Fueled by artistic expression and limited only by their runtime, short films transcend traditional storytelling. They are a significant and popular way artists can connect with audiences. From documentary to animation, narrative to experimental, the abbreviated form is no longer just for the novice. Shorts have and will continue to be an important part of cinema, storytelling, and culture.
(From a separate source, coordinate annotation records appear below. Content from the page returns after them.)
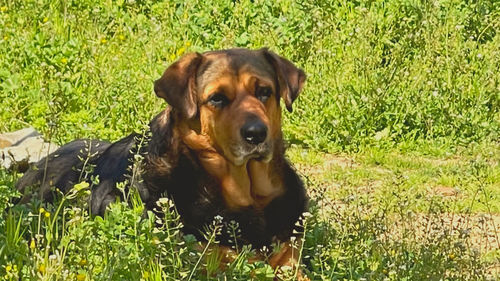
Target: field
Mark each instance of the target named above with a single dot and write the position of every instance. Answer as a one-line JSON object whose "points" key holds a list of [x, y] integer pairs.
{"points": [[396, 133]]}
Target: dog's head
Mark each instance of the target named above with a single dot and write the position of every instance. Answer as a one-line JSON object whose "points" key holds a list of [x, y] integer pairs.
{"points": [[233, 97]]}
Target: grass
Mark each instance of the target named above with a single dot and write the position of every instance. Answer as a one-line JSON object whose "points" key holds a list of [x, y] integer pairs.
{"points": [[396, 132]]}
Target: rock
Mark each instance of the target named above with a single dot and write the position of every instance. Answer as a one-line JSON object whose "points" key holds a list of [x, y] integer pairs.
{"points": [[15, 138], [25, 146], [445, 191]]}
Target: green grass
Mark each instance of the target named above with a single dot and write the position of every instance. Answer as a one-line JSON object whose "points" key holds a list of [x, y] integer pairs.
{"points": [[402, 100]]}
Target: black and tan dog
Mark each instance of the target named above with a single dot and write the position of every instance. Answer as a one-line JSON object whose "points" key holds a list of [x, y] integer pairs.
{"points": [[217, 149]]}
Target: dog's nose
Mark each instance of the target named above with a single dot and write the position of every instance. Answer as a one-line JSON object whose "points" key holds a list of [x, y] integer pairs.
{"points": [[254, 132]]}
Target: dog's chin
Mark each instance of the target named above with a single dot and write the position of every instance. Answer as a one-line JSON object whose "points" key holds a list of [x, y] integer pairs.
{"points": [[241, 156]]}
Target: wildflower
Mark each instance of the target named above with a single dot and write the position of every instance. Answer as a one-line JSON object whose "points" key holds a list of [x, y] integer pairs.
{"points": [[181, 51], [32, 244], [80, 186], [155, 240]]}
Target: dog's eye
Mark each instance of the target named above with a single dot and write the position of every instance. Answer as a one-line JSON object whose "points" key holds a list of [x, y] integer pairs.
{"points": [[218, 100], [263, 93]]}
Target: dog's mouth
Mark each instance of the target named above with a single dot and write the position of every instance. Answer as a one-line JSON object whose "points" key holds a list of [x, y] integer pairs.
{"points": [[241, 153]]}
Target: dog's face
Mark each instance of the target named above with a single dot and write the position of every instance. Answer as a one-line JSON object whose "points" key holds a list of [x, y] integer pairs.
{"points": [[233, 97]]}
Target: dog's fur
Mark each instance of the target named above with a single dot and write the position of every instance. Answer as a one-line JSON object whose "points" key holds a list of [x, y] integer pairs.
{"points": [[197, 153]]}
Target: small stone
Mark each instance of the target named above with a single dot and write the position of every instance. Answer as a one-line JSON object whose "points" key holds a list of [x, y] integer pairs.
{"points": [[445, 191], [26, 147], [15, 138]]}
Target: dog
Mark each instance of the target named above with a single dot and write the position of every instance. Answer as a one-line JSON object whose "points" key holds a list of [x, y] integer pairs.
{"points": [[217, 149]]}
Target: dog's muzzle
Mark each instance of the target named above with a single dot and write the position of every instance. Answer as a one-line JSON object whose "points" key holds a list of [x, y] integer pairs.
{"points": [[254, 143], [254, 132]]}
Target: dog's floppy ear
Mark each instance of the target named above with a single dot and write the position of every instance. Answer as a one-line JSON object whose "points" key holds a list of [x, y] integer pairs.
{"points": [[290, 78], [177, 84]]}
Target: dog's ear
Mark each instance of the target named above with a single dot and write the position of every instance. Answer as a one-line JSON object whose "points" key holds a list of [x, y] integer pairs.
{"points": [[290, 78], [177, 84]]}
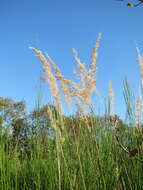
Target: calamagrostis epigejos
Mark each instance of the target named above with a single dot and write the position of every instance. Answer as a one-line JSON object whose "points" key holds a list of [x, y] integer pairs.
{"points": [[111, 98], [138, 109], [81, 92], [140, 62]]}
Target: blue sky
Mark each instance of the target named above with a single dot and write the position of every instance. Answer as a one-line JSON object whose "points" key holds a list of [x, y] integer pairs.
{"points": [[56, 27]]}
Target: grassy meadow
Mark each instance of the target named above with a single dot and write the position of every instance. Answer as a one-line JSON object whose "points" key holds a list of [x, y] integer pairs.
{"points": [[46, 150]]}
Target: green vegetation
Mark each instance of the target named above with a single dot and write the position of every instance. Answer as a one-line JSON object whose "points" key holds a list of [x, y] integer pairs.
{"points": [[82, 152], [45, 150]]}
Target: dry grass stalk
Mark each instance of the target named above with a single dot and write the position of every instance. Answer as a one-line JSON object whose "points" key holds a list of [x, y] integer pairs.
{"points": [[140, 62], [50, 78], [138, 112], [111, 98], [81, 92]]}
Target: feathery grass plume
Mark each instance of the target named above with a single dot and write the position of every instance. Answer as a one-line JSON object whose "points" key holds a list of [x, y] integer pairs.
{"points": [[50, 78], [110, 99], [130, 103], [140, 62], [138, 110], [79, 91]]}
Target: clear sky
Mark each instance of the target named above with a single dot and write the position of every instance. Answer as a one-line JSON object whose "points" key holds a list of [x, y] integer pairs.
{"points": [[56, 27]]}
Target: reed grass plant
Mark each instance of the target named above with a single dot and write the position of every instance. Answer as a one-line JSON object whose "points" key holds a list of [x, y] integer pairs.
{"points": [[83, 152]]}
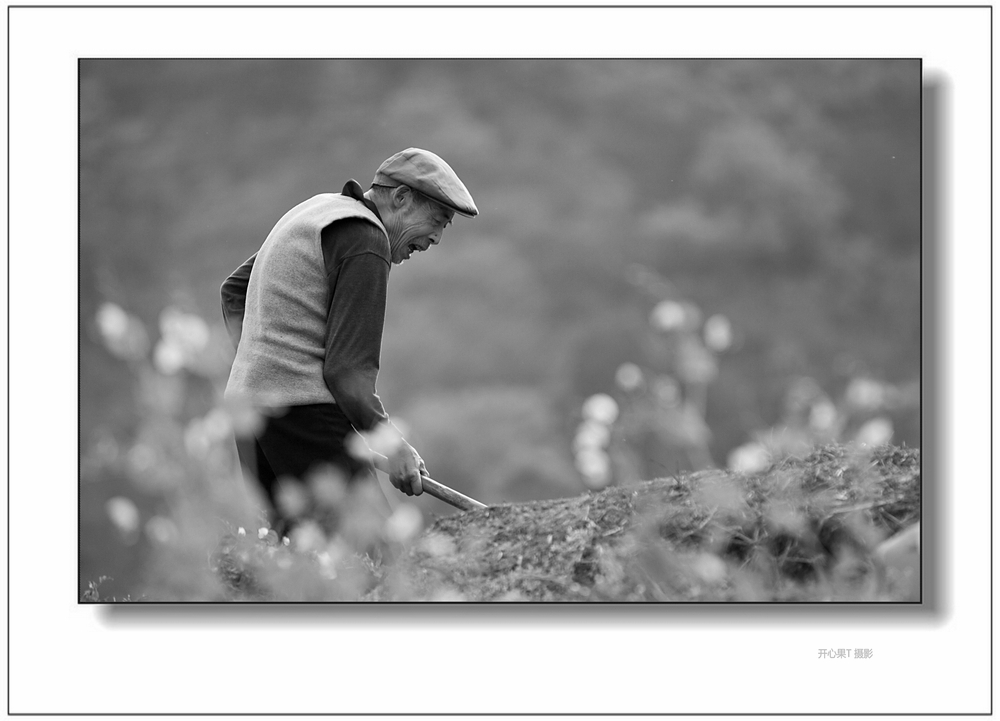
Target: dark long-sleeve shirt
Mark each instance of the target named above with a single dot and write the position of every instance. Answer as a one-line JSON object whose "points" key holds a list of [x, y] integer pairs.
{"points": [[357, 278]]}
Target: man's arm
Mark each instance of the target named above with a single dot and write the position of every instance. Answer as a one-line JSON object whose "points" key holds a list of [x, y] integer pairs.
{"points": [[234, 299], [358, 278], [358, 275]]}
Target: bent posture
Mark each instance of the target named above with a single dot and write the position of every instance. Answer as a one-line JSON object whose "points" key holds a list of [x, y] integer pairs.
{"points": [[306, 314]]}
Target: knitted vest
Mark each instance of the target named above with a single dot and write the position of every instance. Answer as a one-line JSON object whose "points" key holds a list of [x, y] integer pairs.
{"points": [[279, 361]]}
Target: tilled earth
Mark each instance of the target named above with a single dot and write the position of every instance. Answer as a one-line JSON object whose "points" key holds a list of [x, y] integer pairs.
{"points": [[803, 530]]}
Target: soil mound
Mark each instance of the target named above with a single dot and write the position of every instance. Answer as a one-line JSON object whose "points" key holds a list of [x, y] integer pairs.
{"points": [[803, 530]]}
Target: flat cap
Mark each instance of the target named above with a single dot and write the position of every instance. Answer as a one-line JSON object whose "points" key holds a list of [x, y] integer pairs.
{"points": [[426, 172]]}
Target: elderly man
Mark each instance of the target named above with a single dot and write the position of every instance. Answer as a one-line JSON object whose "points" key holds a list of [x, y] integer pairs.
{"points": [[306, 313]]}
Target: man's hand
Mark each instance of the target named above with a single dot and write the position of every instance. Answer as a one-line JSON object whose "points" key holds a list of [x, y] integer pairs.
{"points": [[405, 470]]}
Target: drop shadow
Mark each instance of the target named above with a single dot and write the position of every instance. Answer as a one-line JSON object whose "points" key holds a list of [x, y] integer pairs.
{"points": [[933, 607]]}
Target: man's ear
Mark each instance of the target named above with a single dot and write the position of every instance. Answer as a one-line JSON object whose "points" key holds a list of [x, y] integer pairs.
{"points": [[401, 196]]}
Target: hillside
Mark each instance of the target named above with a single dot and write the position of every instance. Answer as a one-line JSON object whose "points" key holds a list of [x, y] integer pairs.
{"points": [[810, 529]]}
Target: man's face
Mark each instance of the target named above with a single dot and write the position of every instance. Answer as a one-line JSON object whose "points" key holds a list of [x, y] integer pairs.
{"points": [[418, 227]]}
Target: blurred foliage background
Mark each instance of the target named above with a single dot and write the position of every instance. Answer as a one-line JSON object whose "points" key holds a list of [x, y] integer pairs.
{"points": [[727, 250]]}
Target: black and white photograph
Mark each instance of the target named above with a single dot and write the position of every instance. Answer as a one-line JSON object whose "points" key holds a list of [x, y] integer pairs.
{"points": [[539, 330]]}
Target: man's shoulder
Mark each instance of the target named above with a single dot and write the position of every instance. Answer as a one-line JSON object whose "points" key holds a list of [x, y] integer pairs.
{"points": [[355, 235]]}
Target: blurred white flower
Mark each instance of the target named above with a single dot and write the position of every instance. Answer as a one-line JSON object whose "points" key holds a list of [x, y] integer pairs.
{"points": [[185, 330], [600, 407], [123, 514], [667, 391], [875, 432], [718, 333], [404, 523], [668, 315], [709, 568], [385, 438], [112, 321], [823, 415], [123, 335], [307, 537], [161, 530], [628, 376], [865, 394], [749, 458], [591, 434]]}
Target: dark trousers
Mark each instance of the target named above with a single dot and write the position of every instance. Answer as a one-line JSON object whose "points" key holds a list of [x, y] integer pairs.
{"points": [[291, 445]]}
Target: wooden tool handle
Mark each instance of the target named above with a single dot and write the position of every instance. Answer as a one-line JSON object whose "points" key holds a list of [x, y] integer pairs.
{"points": [[438, 490]]}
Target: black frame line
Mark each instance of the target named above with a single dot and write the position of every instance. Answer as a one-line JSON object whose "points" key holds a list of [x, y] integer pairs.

The Festival has always treated short films with the highest regard and gives a home to new (and old) projects for audiences to discover and celebrate.
The Festival’s Short Film Program has long been established as a place to discover talented directors, such as past alums Wes Anderson, Todd Haynes, Nicole Holofcener, Spike Jonze, Paul Thomas Anderson, Lynne Ramsay, David O. Russell, Trey Parker and Matt Stone, Lake Bell, Jay and Mark Duplass, Alexander Payne, Debra Granik, Andrea Arnold, and many others.
Recent short film discoveries at the Festival include Golden Globe Award winner Jill Soloway (Transparent) and Academy Award nominee Damien Chazelle (Whiplash).
The Festival is the centerpiece of the year-round public programs for the nonprofit Institute, which also hosts 24 residency labs and grants more than $2.5 million to independent artists each year.